Virgin Trains is to reverse its decision to stop selling the Daily Mail on its West Coast services. Virgin Group boss Sir Richard Branson said he instructed the firm to restock the paper while a review takes place. The Daily Mail said it welcomed the “support for freedom of speech”.


First-time homes see biggest price rises

Analysis by Rightmove shows that first-time buyer homes have seen the biggest rise in asking prices between December and January. Homes deemed the most likely to attract new entrants to the property market – those with two bedrooms or fewer – saw prices climb 1.1%. The average asking price for a first-time buyer rose by over £2,098 to hit £188,024. Second-stepper homes were up 0.4%, while those typically attracting top of the ladder buyers rose 0.8%.


More Boohoo shares offloaded

Shares in online fashion retailer Boohoo dropped 4.6% after Jalal Kamani, the brother of one of the firm’s co-founders, Mahmud Kamani, sold around £14.8m worth of shares. The sale comes after another Boohoo co-founder, Carol Kane, sold £10m worth of shares in September and Mahmud Kamani and his siblings Rabia Kamani and Nurez Kamani sold £80.5m worth of shares in June.


Brexit ‘harming productivity’

Bank of England policymaker Silvana Tenreyro has warned that uncertainty surrounding Brexit means companies are holding off from investing, hampering Britain’s ability to close its productivity gap with other leading developed countries.
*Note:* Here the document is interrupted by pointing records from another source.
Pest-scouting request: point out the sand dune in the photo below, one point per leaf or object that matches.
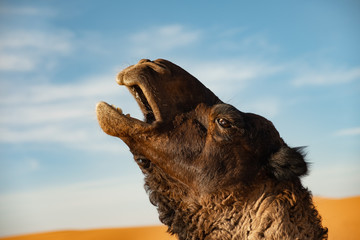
(341, 216)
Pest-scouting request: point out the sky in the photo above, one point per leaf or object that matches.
(296, 63)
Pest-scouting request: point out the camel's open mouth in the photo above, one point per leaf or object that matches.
(143, 102)
(162, 90)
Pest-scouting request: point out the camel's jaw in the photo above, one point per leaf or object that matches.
(162, 90)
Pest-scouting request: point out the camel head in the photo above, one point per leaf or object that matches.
(191, 137)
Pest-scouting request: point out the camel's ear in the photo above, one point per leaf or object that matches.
(288, 163)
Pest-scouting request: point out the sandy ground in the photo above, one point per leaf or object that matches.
(341, 216)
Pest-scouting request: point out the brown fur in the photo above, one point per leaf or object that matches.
(212, 171)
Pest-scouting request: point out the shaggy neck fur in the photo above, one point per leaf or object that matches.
(275, 211)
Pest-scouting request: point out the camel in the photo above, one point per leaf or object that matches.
(212, 171)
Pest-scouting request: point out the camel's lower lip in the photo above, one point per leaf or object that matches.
(139, 95)
(115, 123)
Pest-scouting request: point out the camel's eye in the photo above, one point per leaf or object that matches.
(223, 122)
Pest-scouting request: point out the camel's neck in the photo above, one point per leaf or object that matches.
(228, 215)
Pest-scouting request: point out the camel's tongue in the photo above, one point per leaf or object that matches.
(164, 94)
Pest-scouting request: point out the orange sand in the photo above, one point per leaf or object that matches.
(341, 216)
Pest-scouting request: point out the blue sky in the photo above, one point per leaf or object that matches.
(296, 63)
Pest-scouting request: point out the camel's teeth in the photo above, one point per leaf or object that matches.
(119, 110)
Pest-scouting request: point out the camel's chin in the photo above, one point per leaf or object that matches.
(115, 123)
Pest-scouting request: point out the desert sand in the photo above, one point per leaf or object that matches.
(341, 216)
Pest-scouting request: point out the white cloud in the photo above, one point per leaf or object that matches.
(96, 204)
(25, 50)
(334, 180)
(61, 113)
(348, 132)
(26, 11)
(10, 62)
(162, 38)
(269, 107)
(325, 77)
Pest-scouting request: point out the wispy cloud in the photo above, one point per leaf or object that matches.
(162, 38)
(61, 113)
(348, 132)
(26, 50)
(227, 77)
(68, 207)
(26, 11)
(327, 76)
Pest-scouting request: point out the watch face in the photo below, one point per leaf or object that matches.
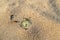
(29, 19)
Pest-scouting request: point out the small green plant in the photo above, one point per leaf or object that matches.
(25, 23)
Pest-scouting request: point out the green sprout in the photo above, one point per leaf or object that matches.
(25, 23)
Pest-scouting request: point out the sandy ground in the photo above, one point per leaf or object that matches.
(44, 15)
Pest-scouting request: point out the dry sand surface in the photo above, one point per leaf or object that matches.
(44, 15)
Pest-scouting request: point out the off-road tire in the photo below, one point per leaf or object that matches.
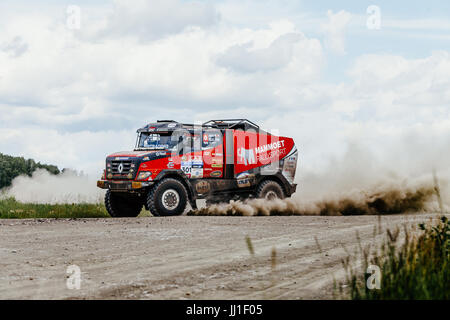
(156, 203)
(122, 205)
(269, 188)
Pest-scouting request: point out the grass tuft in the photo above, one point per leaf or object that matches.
(415, 268)
(13, 209)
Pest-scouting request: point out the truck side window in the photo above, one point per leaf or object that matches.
(211, 139)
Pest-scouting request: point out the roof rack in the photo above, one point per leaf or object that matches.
(232, 124)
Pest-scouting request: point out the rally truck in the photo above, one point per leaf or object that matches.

Ms Tenreyro said 75% of the decrease in growth of output per worker since the financial crisis a decade ago was due to manufacturing and financial services. However, the monetary policy committee member is also positive that there is scope for the UK to catch up with competitor nations by “adopting technologies and processes that enhance productivity and are already tested and in place in other countries.”

Debt fears for low-income households

Research by the Institute for Fiscal Studies has found that a third of the lowest-income households in the UK have loans and credit card debts that outstrip the assets that they hold. The IFS’s report found that about half of British households have some unsecured debt. Some 43% of this is loans from banks and other financial institutions, with credit and store card debt (25%) and hire purchase debt (21%) the other major contributors. The report found that the majority of this debt could be repaid. However, the problems emerged for households that were already behind on making debt repayments or that spent a large amount of their income on servicing debts.


Lloyd’s tackles thrill-seekers

Insurance market Lloyd’s is seeking to ban thrill-seekers from “entering or climbing” its Lime Street headquarters, according to court documents published on its website. Over the last five years there have been around 50 instances of people attempting to scale the building and the injunction application notes the “commercial viability” of the practice, which can be monetised on sites such as YouTube.